There’s this unresolved question over at Yahoo! Answers, which I would like to answer here in this space. Here’s the question:
Should the Philippine government order the removal of manufacturing plants/factories along the Pasig River?
It’s pretty obvious government and even private sector initiatives to clean up the Pasig River have failed to achieve the desire result. Pasig River remains dirty. There are no indications things will be improving soon.
There are reports of “green” projects meant to reverse the river’s polluted state. Private companies are supposedly contributing money to a common fund meant to be used to save Pasig river.
In my opinion, these are all just publicity stunts meant to soften the negative reputation of many of the companies operating along the river.
Should the government just remove these companies’ plants/factories located along the river?
Here’s my answer:
It cannot be denied that manufacturing plants and factories located along the stretch of Pasig River and its tributaries are responsible for the pollution in this body of water that connects Laguna de Bay to Manila Bay.
It is only in recent years and only after “environmental awareness” and “going green” became buzzwords that companies responsible for these facilities started adjusting their operations to minimize their impact on the environment. Since then much has already been done to arrest further deterioration of the river. Unfortunately, all efforts toward this done came too little too late.

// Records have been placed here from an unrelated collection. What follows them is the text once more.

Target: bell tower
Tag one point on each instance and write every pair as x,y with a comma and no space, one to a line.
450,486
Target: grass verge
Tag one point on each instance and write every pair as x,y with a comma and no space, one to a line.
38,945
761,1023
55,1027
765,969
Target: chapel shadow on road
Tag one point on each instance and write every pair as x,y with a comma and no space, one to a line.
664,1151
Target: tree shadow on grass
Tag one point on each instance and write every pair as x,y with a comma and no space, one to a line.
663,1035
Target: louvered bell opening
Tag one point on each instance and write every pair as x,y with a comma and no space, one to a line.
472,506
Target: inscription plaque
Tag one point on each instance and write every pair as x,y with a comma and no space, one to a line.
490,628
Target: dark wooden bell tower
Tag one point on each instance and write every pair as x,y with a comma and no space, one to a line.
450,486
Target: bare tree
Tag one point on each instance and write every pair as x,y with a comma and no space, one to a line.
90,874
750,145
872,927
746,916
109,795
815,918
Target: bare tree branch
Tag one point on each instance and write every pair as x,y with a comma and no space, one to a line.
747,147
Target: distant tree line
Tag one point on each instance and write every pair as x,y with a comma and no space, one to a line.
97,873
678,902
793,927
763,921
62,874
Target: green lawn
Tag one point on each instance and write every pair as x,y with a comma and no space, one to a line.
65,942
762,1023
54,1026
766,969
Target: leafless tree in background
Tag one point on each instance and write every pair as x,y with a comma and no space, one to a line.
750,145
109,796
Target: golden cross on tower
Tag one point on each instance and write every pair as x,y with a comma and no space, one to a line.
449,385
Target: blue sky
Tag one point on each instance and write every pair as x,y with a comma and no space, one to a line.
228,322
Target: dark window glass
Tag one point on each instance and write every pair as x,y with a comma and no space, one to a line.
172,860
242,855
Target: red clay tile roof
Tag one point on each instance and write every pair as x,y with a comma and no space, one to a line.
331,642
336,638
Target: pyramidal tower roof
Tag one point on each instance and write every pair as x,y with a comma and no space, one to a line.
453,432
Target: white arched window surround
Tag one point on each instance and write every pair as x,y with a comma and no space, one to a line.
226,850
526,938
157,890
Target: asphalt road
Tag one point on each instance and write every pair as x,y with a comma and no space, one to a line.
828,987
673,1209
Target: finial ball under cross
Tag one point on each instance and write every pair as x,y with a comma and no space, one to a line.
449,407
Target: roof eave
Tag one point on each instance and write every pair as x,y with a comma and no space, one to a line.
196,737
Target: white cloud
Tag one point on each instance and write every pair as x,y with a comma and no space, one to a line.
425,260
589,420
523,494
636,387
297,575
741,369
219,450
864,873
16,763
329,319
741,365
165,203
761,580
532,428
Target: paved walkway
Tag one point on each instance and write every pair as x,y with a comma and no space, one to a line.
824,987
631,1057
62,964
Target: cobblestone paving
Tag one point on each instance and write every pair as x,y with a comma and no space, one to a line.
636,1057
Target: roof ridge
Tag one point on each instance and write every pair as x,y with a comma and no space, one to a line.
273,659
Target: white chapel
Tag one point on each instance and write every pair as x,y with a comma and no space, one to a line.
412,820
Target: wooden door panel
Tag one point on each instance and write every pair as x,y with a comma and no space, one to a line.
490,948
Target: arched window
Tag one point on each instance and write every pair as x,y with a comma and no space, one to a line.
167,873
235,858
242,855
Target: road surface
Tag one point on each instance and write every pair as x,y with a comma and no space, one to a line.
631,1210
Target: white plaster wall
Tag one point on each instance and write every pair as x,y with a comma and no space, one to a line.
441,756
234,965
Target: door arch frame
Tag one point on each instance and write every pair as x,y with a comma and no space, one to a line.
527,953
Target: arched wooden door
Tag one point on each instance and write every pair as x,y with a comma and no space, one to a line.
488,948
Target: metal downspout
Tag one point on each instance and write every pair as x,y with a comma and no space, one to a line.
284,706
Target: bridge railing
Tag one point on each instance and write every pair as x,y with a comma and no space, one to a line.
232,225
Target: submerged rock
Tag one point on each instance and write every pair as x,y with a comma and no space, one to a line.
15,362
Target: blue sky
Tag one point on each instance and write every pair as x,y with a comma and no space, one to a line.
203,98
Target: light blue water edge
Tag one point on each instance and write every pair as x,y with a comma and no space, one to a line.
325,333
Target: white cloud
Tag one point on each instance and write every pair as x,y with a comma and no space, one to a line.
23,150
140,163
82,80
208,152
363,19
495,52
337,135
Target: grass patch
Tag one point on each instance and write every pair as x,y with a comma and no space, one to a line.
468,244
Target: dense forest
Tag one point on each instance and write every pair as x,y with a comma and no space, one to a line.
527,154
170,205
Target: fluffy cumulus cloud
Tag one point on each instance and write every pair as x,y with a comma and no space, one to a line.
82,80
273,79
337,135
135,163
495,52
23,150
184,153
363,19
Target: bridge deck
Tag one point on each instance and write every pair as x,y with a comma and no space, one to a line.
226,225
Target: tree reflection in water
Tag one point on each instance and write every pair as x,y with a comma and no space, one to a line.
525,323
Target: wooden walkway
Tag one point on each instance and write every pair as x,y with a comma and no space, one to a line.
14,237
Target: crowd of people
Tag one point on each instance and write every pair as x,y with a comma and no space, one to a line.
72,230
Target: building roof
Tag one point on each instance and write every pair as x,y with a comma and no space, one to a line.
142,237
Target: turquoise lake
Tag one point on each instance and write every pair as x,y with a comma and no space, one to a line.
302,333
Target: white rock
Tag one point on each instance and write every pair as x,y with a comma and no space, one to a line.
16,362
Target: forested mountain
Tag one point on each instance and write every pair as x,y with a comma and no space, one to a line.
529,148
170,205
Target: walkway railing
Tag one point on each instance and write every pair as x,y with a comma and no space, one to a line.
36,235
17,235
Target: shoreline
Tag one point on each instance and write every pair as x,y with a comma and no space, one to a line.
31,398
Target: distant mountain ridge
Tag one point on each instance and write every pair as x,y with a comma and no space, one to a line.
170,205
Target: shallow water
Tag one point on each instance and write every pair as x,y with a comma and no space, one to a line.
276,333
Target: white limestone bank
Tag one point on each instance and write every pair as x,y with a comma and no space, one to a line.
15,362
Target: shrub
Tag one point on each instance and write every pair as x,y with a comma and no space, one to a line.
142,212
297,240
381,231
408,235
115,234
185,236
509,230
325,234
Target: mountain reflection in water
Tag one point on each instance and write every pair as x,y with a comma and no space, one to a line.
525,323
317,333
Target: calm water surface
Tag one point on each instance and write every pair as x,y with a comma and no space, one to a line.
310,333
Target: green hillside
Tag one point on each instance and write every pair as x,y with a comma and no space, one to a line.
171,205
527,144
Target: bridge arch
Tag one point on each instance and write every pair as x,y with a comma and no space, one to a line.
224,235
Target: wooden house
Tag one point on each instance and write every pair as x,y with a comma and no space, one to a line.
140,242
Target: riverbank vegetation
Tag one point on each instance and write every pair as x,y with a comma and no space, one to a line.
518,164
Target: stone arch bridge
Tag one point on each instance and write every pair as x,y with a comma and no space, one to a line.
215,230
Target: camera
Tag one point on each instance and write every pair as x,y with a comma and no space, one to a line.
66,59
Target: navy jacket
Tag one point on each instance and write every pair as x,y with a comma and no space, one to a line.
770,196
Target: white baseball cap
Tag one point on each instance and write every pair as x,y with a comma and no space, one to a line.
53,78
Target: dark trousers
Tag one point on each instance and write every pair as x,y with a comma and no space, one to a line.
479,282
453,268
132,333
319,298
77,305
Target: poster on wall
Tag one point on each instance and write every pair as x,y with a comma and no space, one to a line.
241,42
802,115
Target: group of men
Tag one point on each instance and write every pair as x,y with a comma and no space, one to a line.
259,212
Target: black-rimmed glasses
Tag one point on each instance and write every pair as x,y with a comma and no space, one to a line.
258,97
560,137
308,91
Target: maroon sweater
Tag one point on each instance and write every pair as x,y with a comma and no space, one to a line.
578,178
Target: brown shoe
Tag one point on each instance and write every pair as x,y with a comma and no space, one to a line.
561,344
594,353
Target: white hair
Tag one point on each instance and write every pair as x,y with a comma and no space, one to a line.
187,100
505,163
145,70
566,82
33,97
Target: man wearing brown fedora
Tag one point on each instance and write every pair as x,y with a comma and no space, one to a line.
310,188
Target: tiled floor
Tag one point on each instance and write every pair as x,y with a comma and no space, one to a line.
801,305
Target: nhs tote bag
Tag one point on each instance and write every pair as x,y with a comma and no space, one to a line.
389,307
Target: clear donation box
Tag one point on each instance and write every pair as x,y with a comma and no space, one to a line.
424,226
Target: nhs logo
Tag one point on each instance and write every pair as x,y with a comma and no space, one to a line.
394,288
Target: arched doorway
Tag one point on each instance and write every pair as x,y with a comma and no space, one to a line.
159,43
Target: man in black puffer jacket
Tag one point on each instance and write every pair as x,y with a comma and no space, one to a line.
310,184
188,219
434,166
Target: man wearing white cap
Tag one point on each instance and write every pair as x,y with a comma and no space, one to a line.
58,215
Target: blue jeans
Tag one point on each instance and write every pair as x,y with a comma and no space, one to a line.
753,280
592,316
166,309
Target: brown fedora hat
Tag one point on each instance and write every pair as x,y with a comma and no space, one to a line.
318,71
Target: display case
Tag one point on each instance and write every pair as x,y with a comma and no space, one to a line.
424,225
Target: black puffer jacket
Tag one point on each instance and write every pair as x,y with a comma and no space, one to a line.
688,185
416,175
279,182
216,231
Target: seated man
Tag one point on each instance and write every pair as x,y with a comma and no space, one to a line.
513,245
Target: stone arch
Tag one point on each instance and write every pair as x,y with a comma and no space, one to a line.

Personally, I feel ongoing efforts to rehabilitate the river are largely cosmetic and carried out more as a way to cleanse the image and reputations of these companies.
Unilever Philippines has this to say about its “green” efforts:
Our factory in Paco is at the heart of the city of Manila straddling between small tributaries of the Pasig River. The dreadful state and realities of the river are things we see and smell everyday, particularly during the summer months. Pasig River is a 25-km waterway stretching between Laguna de Bay and Manila Bay. It has been a vital part of the history and fortunes of Manila. The object of our campaign is to reverse the fortunes of a dying river and sustain the life of a threatened lake such as Laguna de Bay.
And here are some news reports on supposed clean up efforts done by various private and government entities.
Now let’s point out the obvious. Clean ups like those highlighted in the foregoing reports are nothing but band-aid solutions. I’m not even sure if the word “solution” should even be used to describe them.
I also can’t imagine how doing something so small can address a problem so big. We need only consider the fact that some of these companies continue to produce stuff that eventually find their way into our sewerage systems, esteros and ultimately to Pasig River.
There’s also that nagging question about the credibility of certain initiatives supposedly being carried out for the river’s benefit.
So should the government just order the removal of plants and factories along Pasig River?
The ideal answer would be a resounding yes. Why even bother to hold Pasig River fun runs, pick-and-shovel clean up drives and other marketing-driven “green” initiatives when these efforts do not directly hit the source of pollutants.
Why not just remove the source of pollution from the affected area?